The invention can avoid the complete breaking of the river channel in the construction process of the gate dam separation type junction, the river channel can be used for navigation when the diversion open channel is constructed, and the structure of the diversion open channel can also meet the navigation requirement of the river channel when the river channel is constructed for the water blocking and draining building.

When the diversion open channel is designed for the original river drainage, the diversion open channel is used as a part of the navigation building, so that the situation that the ship lock and the navigation wall structure of the navigation building are required to be rebuilt after the diversion open channel is excavated is avoided, and a large amount of construction period is saved.

The double-row underground diaphragm wall structure can reduce the earth excavation amount when the diversion open channel is used, reduce the land area occupied by the diversion open channel, reserve space for arrangement of other auxiliary buildings, and can play a supporting protection role on the existing buildings, so that the stability of the two-bank structure of the diversion open channel is ensured, and the damage to the original buildings such as piers, cable towers and the like on the beach is avoided.

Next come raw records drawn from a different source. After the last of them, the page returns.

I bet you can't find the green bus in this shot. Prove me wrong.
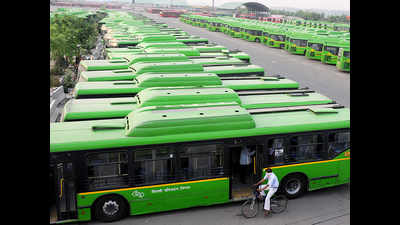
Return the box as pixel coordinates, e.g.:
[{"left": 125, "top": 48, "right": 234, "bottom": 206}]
[
  {"left": 266, "top": 29, "right": 286, "bottom": 49},
  {"left": 73, "top": 72, "right": 296, "bottom": 99},
  {"left": 50, "top": 103, "right": 350, "bottom": 223},
  {"left": 336, "top": 47, "right": 350, "bottom": 72},
  {"left": 79, "top": 58, "right": 264, "bottom": 82},
  {"left": 306, "top": 35, "right": 324, "bottom": 61},
  {"left": 286, "top": 32, "right": 311, "bottom": 55},
  {"left": 61, "top": 87, "right": 334, "bottom": 122},
  {"left": 321, "top": 40, "right": 350, "bottom": 65},
  {"left": 242, "top": 26, "right": 263, "bottom": 43}
]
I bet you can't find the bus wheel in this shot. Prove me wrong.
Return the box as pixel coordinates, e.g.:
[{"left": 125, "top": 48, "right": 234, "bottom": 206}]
[
  {"left": 94, "top": 195, "right": 127, "bottom": 222},
  {"left": 280, "top": 174, "right": 307, "bottom": 199}
]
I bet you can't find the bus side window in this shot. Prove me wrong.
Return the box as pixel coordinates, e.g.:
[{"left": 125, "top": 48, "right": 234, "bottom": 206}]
[
  {"left": 266, "top": 138, "right": 285, "bottom": 165},
  {"left": 286, "top": 134, "right": 326, "bottom": 162},
  {"left": 328, "top": 131, "right": 350, "bottom": 158},
  {"left": 86, "top": 152, "right": 128, "bottom": 190},
  {"left": 179, "top": 144, "right": 224, "bottom": 179},
  {"left": 134, "top": 148, "right": 176, "bottom": 184}
]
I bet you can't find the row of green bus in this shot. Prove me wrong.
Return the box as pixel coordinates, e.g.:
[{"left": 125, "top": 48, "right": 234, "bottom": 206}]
[
  {"left": 50, "top": 11, "right": 350, "bottom": 224},
  {"left": 180, "top": 14, "right": 350, "bottom": 72}
]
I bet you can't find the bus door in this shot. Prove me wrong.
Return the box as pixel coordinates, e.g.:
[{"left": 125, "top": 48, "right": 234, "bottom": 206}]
[
  {"left": 252, "top": 145, "right": 264, "bottom": 184},
  {"left": 54, "top": 162, "right": 77, "bottom": 221}
]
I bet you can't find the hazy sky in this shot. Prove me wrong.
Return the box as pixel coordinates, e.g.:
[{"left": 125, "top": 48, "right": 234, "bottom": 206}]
[{"left": 186, "top": 0, "right": 350, "bottom": 10}]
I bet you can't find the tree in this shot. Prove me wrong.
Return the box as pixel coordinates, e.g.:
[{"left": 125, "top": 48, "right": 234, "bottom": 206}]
[{"left": 50, "top": 15, "right": 98, "bottom": 76}]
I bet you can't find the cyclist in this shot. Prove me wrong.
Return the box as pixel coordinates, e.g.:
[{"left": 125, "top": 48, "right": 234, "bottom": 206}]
[{"left": 253, "top": 168, "right": 279, "bottom": 216}]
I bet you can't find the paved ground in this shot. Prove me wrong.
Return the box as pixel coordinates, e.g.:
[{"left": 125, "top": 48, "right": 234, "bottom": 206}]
[
  {"left": 142, "top": 12, "right": 350, "bottom": 107},
  {"left": 89, "top": 185, "right": 350, "bottom": 225}
]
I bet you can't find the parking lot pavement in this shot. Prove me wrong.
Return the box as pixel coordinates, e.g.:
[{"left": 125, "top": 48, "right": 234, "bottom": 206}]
[
  {"left": 141, "top": 12, "right": 350, "bottom": 107},
  {"left": 86, "top": 185, "right": 350, "bottom": 225}
]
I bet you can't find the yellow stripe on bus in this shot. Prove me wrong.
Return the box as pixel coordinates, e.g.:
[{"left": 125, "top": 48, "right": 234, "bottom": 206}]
[
  {"left": 264, "top": 157, "right": 350, "bottom": 170},
  {"left": 78, "top": 177, "right": 228, "bottom": 195}
]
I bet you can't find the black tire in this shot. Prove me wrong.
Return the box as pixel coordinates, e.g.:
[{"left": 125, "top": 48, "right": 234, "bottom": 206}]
[
  {"left": 93, "top": 195, "right": 128, "bottom": 222},
  {"left": 241, "top": 199, "right": 259, "bottom": 218},
  {"left": 280, "top": 174, "right": 307, "bottom": 199},
  {"left": 271, "top": 195, "right": 288, "bottom": 213}
]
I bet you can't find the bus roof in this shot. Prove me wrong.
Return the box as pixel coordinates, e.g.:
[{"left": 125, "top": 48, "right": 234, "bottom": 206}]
[
  {"left": 63, "top": 87, "right": 334, "bottom": 121},
  {"left": 50, "top": 103, "right": 350, "bottom": 153}
]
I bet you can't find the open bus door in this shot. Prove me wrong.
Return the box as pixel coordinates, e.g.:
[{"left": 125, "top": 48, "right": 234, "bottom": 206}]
[
  {"left": 53, "top": 162, "right": 77, "bottom": 221},
  {"left": 224, "top": 140, "right": 264, "bottom": 201}
]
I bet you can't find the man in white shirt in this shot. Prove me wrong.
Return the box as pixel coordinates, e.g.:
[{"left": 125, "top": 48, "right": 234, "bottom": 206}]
[
  {"left": 240, "top": 146, "right": 256, "bottom": 184},
  {"left": 254, "top": 168, "right": 279, "bottom": 216}
]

After the upstream cofferdam and the downstream cofferdam of the river construction section, flood passes through the diversion open channel, but the cross-sectional area of the diversion open channel is smaller, and the flow velocity is larger when the flood passes through the diversion open channel, so that the flood can possibly generate larger scouring problems for the downstream diversion channel after passing through the flood, thereby leading to the undercut of the river bed, and therefore, the slope protection and the bottom protection are required to be built at the bottom of the downstream diversion channel before the cofferdam, and the river bed of the downstream diversion channel is protected by utilizing the slope protection and the bottom protection.

The slope protection and the bottom protection are built and then the bottom elevation of the downstream guide channel is lifted, so that the bottom elevation of the downstream guide channel exceeds the original designed guide channel elevation, when the flood barrier drainage building can overflow, the water level of the downstream guide channel is obviously reduced, at the moment, the slope protection and the bottom protection can become underwater navigation-blocking building, if the overflow gate flow is large in the formal operation period, the ship is required to stop at the guide channel berthing section when the ship passes the gate, the ship bottom propeller can damage the slope protection or the bottom protection when the ship starts from the berthing section, and the slope protection or the bottom protection can damage the ship propeller, so that the slope protection and the bottom protection are required to be dismantled to restore the bottom elevation of the downstream guide channel.

The revetment with the bottom protection adopts mould bag concrete construction, and mould bag concrete lays simple convenient, and when demolishing, mould bag concrete builds the revetment with the bottom protection is after the water bottom is broken cutting fast, can directly draw the mould bag of mould bag concrete to the shore from the water bottom at the bank directly, compares the structure that adopts cast-in-place concrete and demolishs more conveniently, and can not cause great disturbance to the water bottom.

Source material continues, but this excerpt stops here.